DH: Because you’re one of the things milling around inside the environment. It’s about a civilization, the collapse of a civilization. Something falling apart as it builds up. That’s how I read it, but if you walk in and think it’s a chemist’s shop that’s fine by me.
AD: In terms of the medicine cabinets, is it about the collapse of a modernist ideal that everyone can be cured, everyone can be saved, the body can be redeemed?
DH: You can only cure people for so long and then they’re going to die anyway. You can’t arrest decay but these medicine cabinets suggest you can.
AD: It’s in the design of these pharmacies, gleaming, ridiculously clean, well-lit interiors, like art galleries. Using good modernist design to imply salvation.
DH: They’re very religious, kind of hopeful. There’s a lot of relocation of meaning in art, art has to reinvent itself every day. You try to pin these things down but there’s constant movement.

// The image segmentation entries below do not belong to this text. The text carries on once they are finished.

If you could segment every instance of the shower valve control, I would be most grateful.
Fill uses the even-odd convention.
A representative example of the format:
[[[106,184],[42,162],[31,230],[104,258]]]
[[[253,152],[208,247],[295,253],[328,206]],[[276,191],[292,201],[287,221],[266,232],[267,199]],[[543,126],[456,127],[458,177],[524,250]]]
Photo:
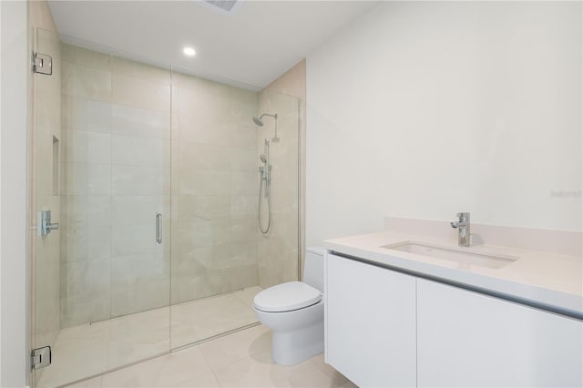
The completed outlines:
[[[51,210],[43,210],[38,214],[38,234],[46,236],[51,230],[58,230],[57,223],[51,223]]]

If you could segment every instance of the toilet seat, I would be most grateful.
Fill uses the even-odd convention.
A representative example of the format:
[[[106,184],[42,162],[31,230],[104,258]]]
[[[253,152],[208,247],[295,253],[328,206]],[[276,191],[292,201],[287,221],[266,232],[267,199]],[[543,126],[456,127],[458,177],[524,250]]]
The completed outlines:
[[[312,306],[322,301],[322,293],[302,281],[289,281],[263,290],[253,299],[261,311],[283,312]]]

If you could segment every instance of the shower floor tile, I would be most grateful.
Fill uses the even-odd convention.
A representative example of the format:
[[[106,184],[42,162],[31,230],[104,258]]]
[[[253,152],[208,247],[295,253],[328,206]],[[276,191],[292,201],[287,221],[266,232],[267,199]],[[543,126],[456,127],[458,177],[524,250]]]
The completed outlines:
[[[177,348],[254,323],[252,301],[261,291],[251,287],[63,329],[52,346],[52,364],[43,370],[37,386],[61,386],[159,355],[169,351],[170,339],[171,347]]]

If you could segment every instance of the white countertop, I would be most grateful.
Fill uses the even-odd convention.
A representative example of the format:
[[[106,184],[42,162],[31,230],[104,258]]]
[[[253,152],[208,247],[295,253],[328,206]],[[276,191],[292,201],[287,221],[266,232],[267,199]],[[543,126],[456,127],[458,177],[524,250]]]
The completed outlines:
[[[563,312],[583,319],[583,259],[549,252],[492,245],[476,245],[476,252],[516,256],[502,268],[461,266],[454,261],[383,248],[401,241],[419,241],[457,249],[457,241],[391,231],[324,241],[329,250],[361,258],[382,266],[443,280],[477,291]]]

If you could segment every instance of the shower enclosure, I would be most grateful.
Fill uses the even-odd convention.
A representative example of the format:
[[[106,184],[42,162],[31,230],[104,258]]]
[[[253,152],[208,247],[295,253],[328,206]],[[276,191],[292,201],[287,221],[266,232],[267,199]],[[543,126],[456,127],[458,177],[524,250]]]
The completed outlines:
[[[302,102],[36,33],[53,74],[33,85],[31,347],[50,346],[52,364],[34,385],[256,324],[255,293],[298,278]],[[252,120],[263,111],[278,112],[281,138],[266,234],[258,167],[274,128]]]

AD: You don’t want a fixed meaning?
DH: No, I think that particular triggers are more important. I want to set up situations that make people try to find meaning. I don’t think my meanings, my interpretations are important on a large scale. There’s a confusion between the intellectual and the physical. They’re definitely physical objects which can be intellectualized.
AD: There’s always a dualism going on?
DH: I’ve always been interested in the split between mind and body, the one and the other, the difference between art and life, life and death, like black and white. I wouldn’t want to call them A and B.
AD: Why not?
DH: Because it would be unclear.
AD: Combine the two opposites. Does that relate to the idea of the double, the twin, in a lot of your work?
DH: The twin for me is something optimistic. Twins don’t make logical sense to me. It’s like saying something and then saying it again in a different way, but the same way. These two things which are double, two of the same but individually unique.
AD: There’s a whole history of the double in literature, and the double, the twin, the other, always turns out to be death.
DH: I remember a dream which really disturbed me. I came home and my mother was sitting on the sofa talking to herself, to her double, in light conversation, and there was my brother also talking to himself, his double, really getting on well with themselves. My mother told me, “It’s fabulous, if you just say this little chant, in the next few hours you’ll meet yourself.” I had the words for this chant and I thought, that’s dreadful, I don’t want anything to do with that. But I was unable not to say the words, so I said the chant and ran away. I was on the roof of this warehouse and about five hundred yards away I saw this figure coming slowly towards me, and I knew that it was me. I woke up completely terrified.
I don’t know what it means, but I’ve had three girlfriends who were twins and they were very nice. There’s a universal confidence and optimism to the twin. I think of life and death as black and white. If life is white, black is death. Trying to explain or imagine death is like trying to imagine black by only using white. There’s no way you can get to it, it’s like the same thing but opposite. This is life and death isn’t. I’m not happy with any of those descriptions.
AD: Do you believe in life after death?
DH: No. It makes perfect sense to me because life’s like this, then it stops. A lot of the work is coming to terms with those ideas.
If I was to do sexual work I would try to make it out of a quirky formalism and very intense subject matter, where they are totally separate from each other. So it’s like a flower arrangement formally but totally violent in terms of imagery.
AD: Again sex as violence.
DH: Only to the extent that sex is about life. The violence in my work is not directly relatable to my life or anyone else’s. It’s an image of violence, it’s like a horror film. You can enjoy watching someone have their head hacked off in a movie, but your reaction in real life would be completely different. It’s a way to communicate ideas. Art isn’t life.